Der amerikanische Künstler James Turrell erweitert die Kunst der Flasche und hat in Zusammenarbeit mit Lalique zwei Flaschen in limitierter Auflage (jeweils 100 Stück, ab 25.000 Euro) kreiert. Turrell hat seine Vision sowohl auf Düfte als auch auf Flakons übertragen: Sowohl Range Rider (für Männer) als auch Purple Sage (für Frauen) erinnern an die Düfte des Colorado-Plateaus, und die violetten, saphirblauen und klaren Kristallflaschen sind von asiatischen Stupa-Formen inspiriert . „Ihre architektonische Struktur macht sie wie die Pyramiden zu Denkmälern von hohem spirituellen Wert, in denen Licht eine wesentliche Rolle spielt“, sagt Turrell, den das Spiel des Lichts auf Oberflächen schon lange fasziniert. „Das diente mir als Inspiration für das Design der Flaschen, die das Licht eindämmen und dennoch seine leichte Farbgebung durchscheinen lassen mussten.“
Bei Louis Vuitton spielt der mit dem Pritzker-Preis ausgezeichnete Architekt Frank Gehry in Zusammenarbeit mit Simone Cenedese, einer Glasmachermeisterin aus Murano, mit Farbe und Licht. Die einst aus Aluminium bestehenden Blüten, die aus der Flasche hervorzuplatzen scheinen, sind jetzt blaue, rote, grüne und goldene Büschel aus farbigem Glas. Es wird eine limitierte Auflage von 40 Flaschen (5.000 €) geben, die von Gehry signiert und nummeriert sind. Darüber hinaus wird es maßgeschneiderte „Meisterwerke“ (50.000 €) geben.
Empfohlen
Mehr Farbe gibt es bei Gucci: Die Alchemist's Garden-Parfums der Marke (£255), die in lackierten oder transparenten Glasflaschen in den Farben Grün, Blau, Rosa, Rot, Weiß und Schwarz erhältlich sind, sind mit Blumen oder dekorativem Goldlaub geschmückt. Und Dior hat sich wegen der Zusammenarbeit mit der französischen Architektin India Mahdavi auch an Murano gewandt, um die berühmte J'Adore-Flasche in einem Wirbel aus Glas und handbemalten Goldfäden neu zu interpretieren. Es werden nur tausend Flaschen in Produktion gehen (£1.200).

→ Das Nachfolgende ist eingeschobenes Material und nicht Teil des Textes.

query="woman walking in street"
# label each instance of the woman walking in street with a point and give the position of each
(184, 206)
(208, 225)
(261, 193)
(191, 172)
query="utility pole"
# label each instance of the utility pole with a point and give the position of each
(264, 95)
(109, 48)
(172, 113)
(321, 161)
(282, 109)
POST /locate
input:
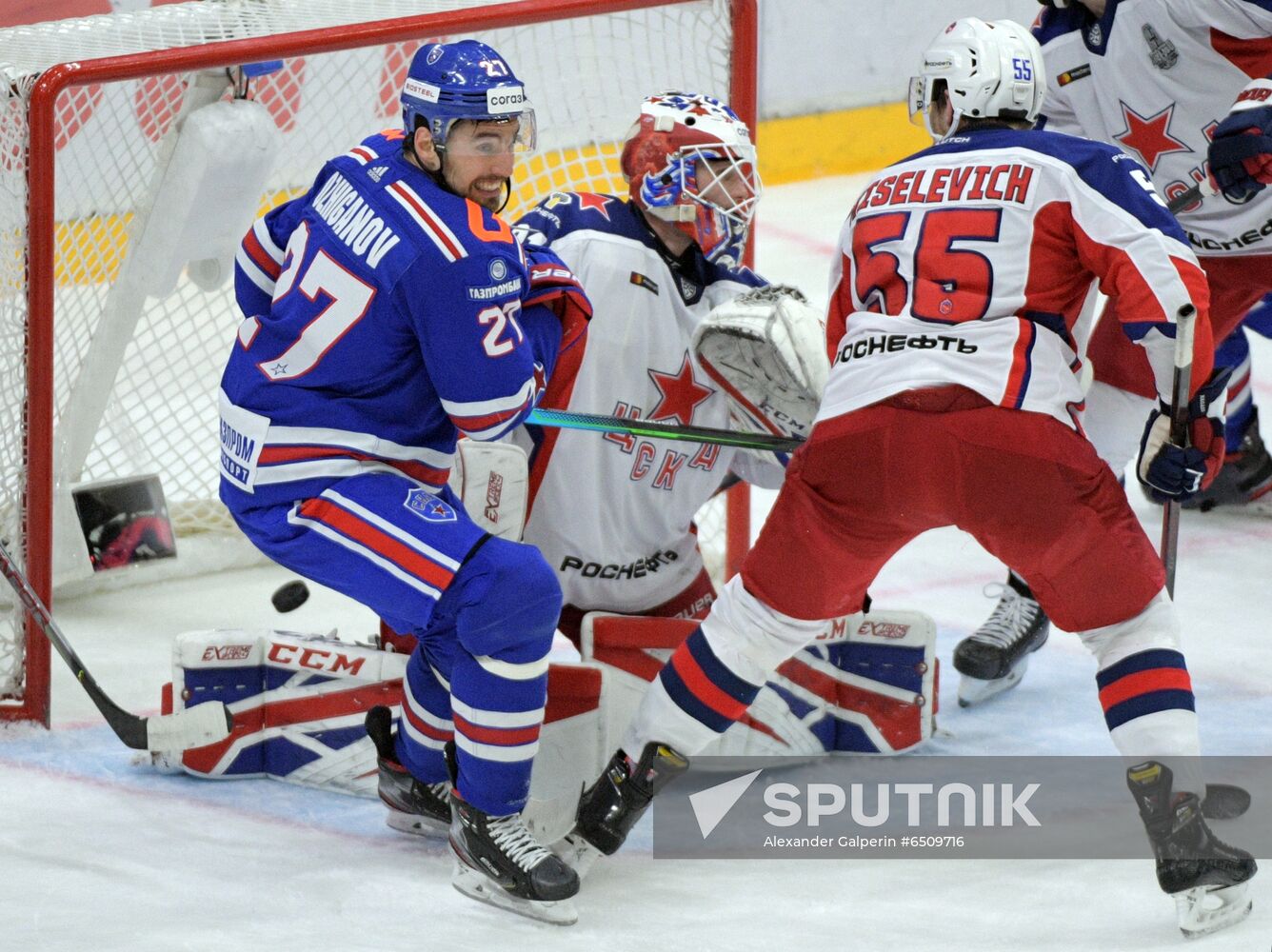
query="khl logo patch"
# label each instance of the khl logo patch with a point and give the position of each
(428, 507)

Für manche Häuser bedeutet Neuerfindung, noch einmal in die Archive einzutauchen. Der von einem Steigbügel inspirierte Flakon des Leder-Rosen-Parfüms Galop d'Hermès (£196) ist eine nahezu exakte Nachbildung eines Flakons, der 1930 bei der Eröffnung der ersten Hermès-Boutique in New York geschenkt und viele Jahre später in einem Museum wiederentdeckt wurde. Es besteht aus 13 verschiedenen Teilen, die jeweils von Hand poliert werden. Eine begrenzte Anzahl ist in Geschäften wie Harrods und Selfridges erhältlich.
Fühlt es sich irgendwie anders an, einen Duft zu tragen, der aus einem so erlesenen Behälter abgegeben wird? Unmöglich zu sagen, aber erinnert es uns daran, dass Parfüme – zumindest die großen – es verdienen, als Kunstwerke betrachtet zu werden? Dazu würde ich absolut, klar und wohlriechend Ja sagen.